In order to see the total number of sales grouped by the sales person (employee_id) for those employees who sold 10000 or more you would write the following query

SELECT
    SUM(s.price) as total_sale,
    s.employees_id
FROM
    sales s
GROUP BY
    s.employees_id
HAVING
    SUM(s.price) > 10000
;

 total_sale | employees_id 
------------+--------------
    1515950 |            6
      12383 |            7
(2 rows)

You would not be able to write the having clause as HAVING total_sale < 10000.

Additionally, notice that you cannot refer to the “total_sale” column in the HAVING clause, but need to include the aggregate function call for which you are defining a filtering criteria.

Indexes

In any database like system the more you can reduce the number of records that you have to process for ANY query, the faster and more efficient the query will be. Indexes allow us to partition the data against a given set of keys such that we do not have to execute the query against the entire dataset in a table.

The index data is typically stored in a B-tree. The nodes in the tree store the values for the specific columns against which the index is built and a pointer to the corresponding row in the table. Hashtables can also be used to store index data but a disadvantage of that implementation if that data in a hashtable is not sorted. Bitmap indexes work well with columns that are boolean values. The index data need to be updated on inserts,updates,deletes.

Selectivity and Cardinality

Cardinality, in it’s relation to an RDBMS, is the number of distinct values in a given column relative to the total number of rows in the table.

Selectivity is a measurement of how well a given column used for an index will neck down the amount of input data in a given query. Selectivity can be calculated with the following formula, simply the ration of cardinality to the number of total records in the table. The higher the number the better.
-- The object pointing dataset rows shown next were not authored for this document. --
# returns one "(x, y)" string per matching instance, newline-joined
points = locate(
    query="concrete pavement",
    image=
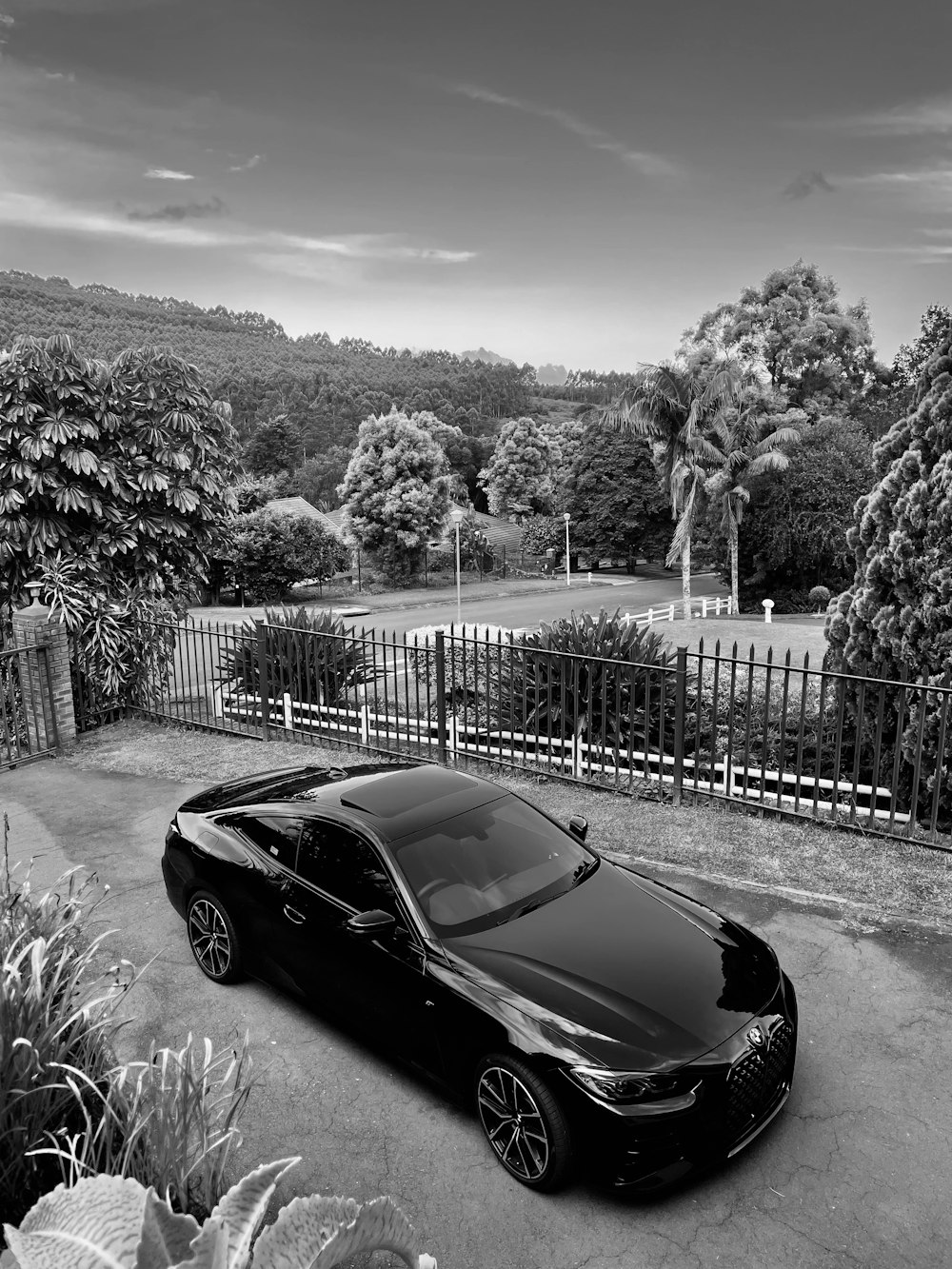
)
(855, 1173)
selectivity of index = cardinality/number of records)

The classic example is a table with people in it and calculating the selectivity based on the gender column. Since the possible genders (for simplicity’s sake) are only male and female the cardinality is 2. Assuming that we have 10,000 records in the table:

0.00002 = 2/100000

If we have an additional column in the table that is the U.S. State in which the person lives that would be:

0.0005 = 50/100000

As we can see the selectivity of the State column is much higher than that of gender and is a better index to help us filter out more data from an input query as long as we use State as part of the query.

Window Functions

A winder function operates over a sub-set of rows that are related to the current row. This enables the SQL programmer to perform calculations on a sub-set of rows that are related to each other.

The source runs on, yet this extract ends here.